Finding the Right Therapist for You
If you’re thinking about finding the right therapist, it’s likely you’ve already made a pretty big decision – that is to ask for help. If you’re still trying to figure out what therapy is all about, read more here.
Finding the right therapist is a process which can take some time and a little patience. You will probably look for a therapist with the help of a parent or guardian, or with another trusted adult. There are a few important things to consider when you think about working with a professional. Click through to learn more.
A good starting place for getting names of therapists is to talk to your health care provider, friends, trusted adults or a school counselor who might have worked with or know the reputation of professionals in your area. Once you have names from other people, you can decide whether this might be someone you’d like to work with or if you are ready to meet them to see if they are a good fit. Remember that just because a therapist was great for one person, it doesn’t mean you’ll have the same experience.
Look at their credentials
It is not very important what schools a counselor or therapist went to, but it is important to confirm that they have attended legitimate and certified training programs, meet standards of training for their profession, and are qualified to help you with an emotional condition. Licensed professionals who provide counseling include psychiatrists (MD), psychologists (PhD, PsyD), psychiatric nurse practitioners (MSN, BMHNP-BC), and licensed clinical social workers (MSW, LCSW). If you choose to work with a psychologist or social worker and need medication, they will help you find an MD or nurse practitioner who can prescribe medications for you and work closely with your therapist in your care, with your consent.

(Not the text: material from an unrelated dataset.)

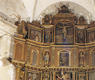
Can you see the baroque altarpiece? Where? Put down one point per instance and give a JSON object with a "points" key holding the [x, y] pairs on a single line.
{"points": [[61, 48]]}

Do they have special areas of interest or training?
Some therapists obtain additional training or study in specialized areas – this can include specific problem areas (like eating disorders) or age groups; or special techniques (like cognitive behavior therapy), or alternative approaches. If you’re a teen, you might look for a therapist who likes to work with teens, if you’re interested in using meditation and relaxation as part of your therapy, or if you are curious about hypnosis, you can look to see if a therapist has that expertise to teach you.
Before you contact a therapist, it would be helpful to confirm if they accept your insurance. If they accept your insurance, you will probably be expected to make a co-pay contribution (the part you pay above what the insurance pays) for the cost of therapy. If a therapist doesn’t accept your insurance, you will be expected to cover the expense of therapy “out of pocket.” Some therapists are able to negotiate with you to come up with a fee for treatment that works for you and your family – this is called “sliding scale fee” – but you should discuss this before you make a commitment for treatment.
Counseling and therapy can take place in a private office, hospital, clinic or community center. A good setting is one that is in a convenient location (close to you, or close to transportation) and one that makes you feel safe and comfortable.
Review their privacy and confidentiality policies
Before you make a decision about a therapist, it would be good to have a specific and honest discussion with your parents and a mental health counselor about your expectations and ideas regarding confidential information that may come up in therapy. Most providers can agree to keep most information private except in cases where you might be a danger to yourself or others. It is good to try to talk about these things ahead of time, before the work begins.
Once you make a decision
When you decide to begin work with a therapist, your work in finding the right therapist is not quite over. Sometimes, even after all the time and consideration you put into finding and deciding on a therapist, it might take a few appointments with them to really know and confirm that you’ve found the right therapist for you. You really should give it a chance but even with the best intentions and effort, you might find that the person you’re working with is not the right fit. That’s OK – the work is about you, and the fit needs to be right.
You might be interested to know that lots of research shows that feeling comfortable with and understood by your therapist is a very important ingredient in the therapy being helpful to you!